I have a switch. I call it my orgasm switch. Of course a lot of women have switches all over their bodies. My girlfriend Becky, if you touch her nose and armpit at the same she practically projectile cums through her jeans. I don’t know… I think it has something to do with her repressed catholic school upbringing, like maybe when the nuns and Jesus weren’t looking the boys copped a feel. Since the parental controls on the internet are strong with religious types, who can fault them for not knowing better.
Of course I have more than one switch. We all do. But some are like the switches you find near the back door of a house, where you flip it up and down, trying to figure out what the fuck it’s for. In the meantime flood lights flash in your neighbor’s bedroom window, convincing him the aliens have come back. “You aren’t taking me without a fight you green bug-eyed sons of bitches.” Well that’s my clit. Yeah, there’s a switch there, but the evening stands a better chance of ending with anal probes from ET than it does with an orgasm.
I am told most girls have a switch inside their pussies, the G-spot. I probably have one, but I think the contractor who built this place mucked up the wiring. Also, and the likelihood that this is true isn’t lost on me, but the guys who’ve tried to find it act like they’re shucking an oyster. “Easy, tiger. I’m not a fucking mollusk.”
My one switch; my one big switch, the one that could be flipped by a Gary Busey/Clay Akin hybrid, turns me into the drunk prom queen with daddy issues. Maybe one day I will be hip enough to join the nose and armpit fetish crowed, but for now my switch, the switch that works every time, is my hair.
Fuck, me. I’m not lying! Henry Kissinger could slip his hand up the back of my neck, his fat old republican fingers woven with my peach-colored hair. Once he grabbed hold with a firm grip, the kind of grip cowboys need when they break a horse.
This doesn’t mean come up to me in a bar and grab my hair. Introduce yourself first. “Hi. My name is John,” and *then* grab the fuck out of me. Later that night when I am naked and John’s asking himself, “How did I pull this slut? Her body looks like it was sketched by Dali in the spank-art note book he kept by his bed,” he better not puss out. I’ll be on my hands and knees, waving my ass at him, my smooth pussy poking out between my thighs, my back arched, my spine pressing into my skin. Do you see the tattoo on the back of my neck? It’s an arrow, and it is pointing up to my scalp for a reason. “That’s it. Come here, boy. Come on. You can do it. Thatta boy.”

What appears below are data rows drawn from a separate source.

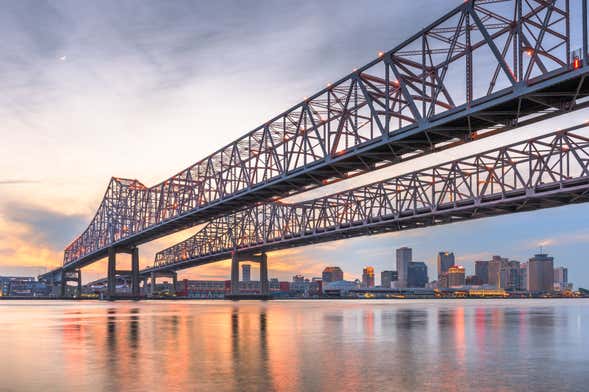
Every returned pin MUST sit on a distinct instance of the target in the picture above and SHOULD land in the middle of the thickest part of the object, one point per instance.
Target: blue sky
(142, 89)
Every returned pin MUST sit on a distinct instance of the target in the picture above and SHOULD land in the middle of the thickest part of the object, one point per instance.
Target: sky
(143, 89)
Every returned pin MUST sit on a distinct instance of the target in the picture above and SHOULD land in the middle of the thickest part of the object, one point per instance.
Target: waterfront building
(445, 261)
(473, 280)
(339, 288)
(456, 276)
(404, 257)
(417, 274)
(246, 272)
(481, 268)
(332, 274)
(540, 273)
(561, 278)
(495, 270)
(387, 278)
(523, 276)
(368, 277)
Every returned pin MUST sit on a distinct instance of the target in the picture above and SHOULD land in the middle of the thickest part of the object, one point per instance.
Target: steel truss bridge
(485, 67)
(547, 171)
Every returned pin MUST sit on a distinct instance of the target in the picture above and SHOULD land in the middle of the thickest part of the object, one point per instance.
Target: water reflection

His hand moves up to my shoulder, using me for leverage as he eases into my cunt. “That’s it, good boy! Good boy!” His fat dick splits me. I’m positive now the g-spot mystery is all equipment malfunction. If a dick that thick can’t find it, it’s not there. “Just a little more. You can do it. Come on boy.” Fingers glide into my hair and I wonder if John realizes how fucking soft that shit is. Angles could wipe their ass with my hair. I washed, rinsed repeated, four damn times. “Oh, FUCK, yes!” I cry out when he grabs hold.
Smacking his body into me, all the hairs in his hand are attached to my sex neurons. Yanking my head back, I expose my throat, his grunts warn all the other cavemen that mating season has begun. I scream, “Scalp me like I’m Custer, and you’re a Plains Indian. Oh, God.” I feel my skin pulling away from my skull, “That’s it…” making fists with my toes, “shit!” my head tilted so far back I’m staring at waters stains on the ceiling, “If you don’t fuck this up…” my ass slapping into his hips, “I’m…” already excited about sucking my cum off his cock, “going…” my hands gripping the sheet and my eyes clenched tight, “CUM!”